Her research connects underused Dutch archival material, only recently released to researchers, with sources in Australian archives to provide a fresh insight into the history of indigenous Indonesians in the Commonwealth from the start of the Pacific War to the official Indonesian independence in December 1949.

The work can be divided into three main parts. The first part examines the histories of the KNIL, Koninklijk Nederlands-Indisch Leger (Royal Dutch East Indies Army) and the KPM, Koninklijke Pakketvaart Maatschappij (Royal Dutch Shipping Company or Royal Packet Navigation Company) before the outbreak of the Second World War and the transition of both organisations into wartime conditions. With a component of transnational history, this military history focuses on the Indies army’s composition and development mainly in the pre-war period, continuing with the conversion into a refugee army on Australian soil.

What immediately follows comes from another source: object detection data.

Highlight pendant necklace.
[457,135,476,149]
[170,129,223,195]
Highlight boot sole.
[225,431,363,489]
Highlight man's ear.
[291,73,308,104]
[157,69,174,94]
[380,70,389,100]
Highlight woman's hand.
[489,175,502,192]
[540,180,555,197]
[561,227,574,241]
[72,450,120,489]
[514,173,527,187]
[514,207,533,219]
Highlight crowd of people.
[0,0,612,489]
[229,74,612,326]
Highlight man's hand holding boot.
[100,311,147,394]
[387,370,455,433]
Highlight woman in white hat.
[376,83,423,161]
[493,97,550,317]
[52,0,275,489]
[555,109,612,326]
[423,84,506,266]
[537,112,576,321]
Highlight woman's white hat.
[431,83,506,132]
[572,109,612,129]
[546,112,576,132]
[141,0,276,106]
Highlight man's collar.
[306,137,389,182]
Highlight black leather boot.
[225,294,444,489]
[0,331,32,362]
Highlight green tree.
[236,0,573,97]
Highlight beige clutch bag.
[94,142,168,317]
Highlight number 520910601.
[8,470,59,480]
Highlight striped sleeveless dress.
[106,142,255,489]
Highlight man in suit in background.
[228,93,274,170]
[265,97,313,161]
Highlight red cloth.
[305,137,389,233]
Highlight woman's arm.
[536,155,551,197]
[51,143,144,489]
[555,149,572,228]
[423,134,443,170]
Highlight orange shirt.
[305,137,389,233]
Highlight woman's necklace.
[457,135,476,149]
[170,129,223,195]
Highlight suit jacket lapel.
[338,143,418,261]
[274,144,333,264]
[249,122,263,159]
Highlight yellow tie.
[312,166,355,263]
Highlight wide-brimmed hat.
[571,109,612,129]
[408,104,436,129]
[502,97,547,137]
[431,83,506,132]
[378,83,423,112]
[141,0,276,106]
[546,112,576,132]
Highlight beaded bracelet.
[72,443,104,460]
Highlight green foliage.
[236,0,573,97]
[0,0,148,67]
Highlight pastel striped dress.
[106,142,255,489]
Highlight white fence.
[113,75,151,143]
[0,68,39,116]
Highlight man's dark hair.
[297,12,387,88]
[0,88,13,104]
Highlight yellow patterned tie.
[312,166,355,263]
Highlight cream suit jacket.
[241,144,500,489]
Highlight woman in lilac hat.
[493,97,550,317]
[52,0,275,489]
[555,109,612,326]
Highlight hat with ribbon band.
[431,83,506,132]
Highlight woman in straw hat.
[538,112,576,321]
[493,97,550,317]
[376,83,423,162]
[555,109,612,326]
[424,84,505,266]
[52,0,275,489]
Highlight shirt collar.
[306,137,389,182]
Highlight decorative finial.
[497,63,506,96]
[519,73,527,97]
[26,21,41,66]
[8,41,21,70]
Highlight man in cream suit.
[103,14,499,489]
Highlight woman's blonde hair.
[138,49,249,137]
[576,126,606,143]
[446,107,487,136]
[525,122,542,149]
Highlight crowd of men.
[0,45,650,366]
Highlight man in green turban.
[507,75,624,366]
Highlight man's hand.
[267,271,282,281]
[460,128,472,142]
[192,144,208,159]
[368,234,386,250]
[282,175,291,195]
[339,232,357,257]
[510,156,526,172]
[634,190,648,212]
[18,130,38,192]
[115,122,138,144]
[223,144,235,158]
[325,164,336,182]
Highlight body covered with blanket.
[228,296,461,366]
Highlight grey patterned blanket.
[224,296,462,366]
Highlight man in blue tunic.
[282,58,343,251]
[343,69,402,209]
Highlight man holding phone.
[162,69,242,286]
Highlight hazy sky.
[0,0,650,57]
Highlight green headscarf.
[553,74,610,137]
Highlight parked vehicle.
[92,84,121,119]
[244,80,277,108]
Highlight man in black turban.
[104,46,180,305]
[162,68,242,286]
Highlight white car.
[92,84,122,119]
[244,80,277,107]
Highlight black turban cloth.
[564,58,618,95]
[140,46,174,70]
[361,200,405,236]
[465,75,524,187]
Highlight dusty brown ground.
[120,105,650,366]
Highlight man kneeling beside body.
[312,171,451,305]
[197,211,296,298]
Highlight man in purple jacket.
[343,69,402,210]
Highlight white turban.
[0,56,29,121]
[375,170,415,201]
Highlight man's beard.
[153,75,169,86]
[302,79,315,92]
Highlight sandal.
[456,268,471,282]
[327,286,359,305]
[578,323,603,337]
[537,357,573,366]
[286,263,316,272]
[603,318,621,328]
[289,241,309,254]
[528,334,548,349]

The second part recreates the KNIL, KPM and Indonesian civilian histories in Australia until the war’s ending. A critical focus in this part of the thesis is on the legal aspects of the stay of all different groups from the NEI in their temporary homeland: the registration of aliens, the other status of newcomers to Australia, and the exact legal status of the NEI military, semi-military personnel, and civilians in the Commonwealth. She focusses on the legal positions of KPM seamen and negotiated special rights, extra-territorial rights, for the KNIL.

The third and final part closely examines the post-war period in which many indigenous Indonesians ended up behind barbwire and the negotiations between the Australians and the NEI ‘Government-in-Exile’, as well as the military high command.

The internment camps on Australian soil were occupied by the Netherlands East Indies’ people after WWII. I analyse why these NEI soldiers, semi-military personnel and even a few civilians were locked up in camps and not repatriated back to their towns and villages in the Indies. The research emphasises how the Indonesians returned to their home country, when and how they could leave the Commonwealth, and how they were received and perceived by their fellow countrymen and women.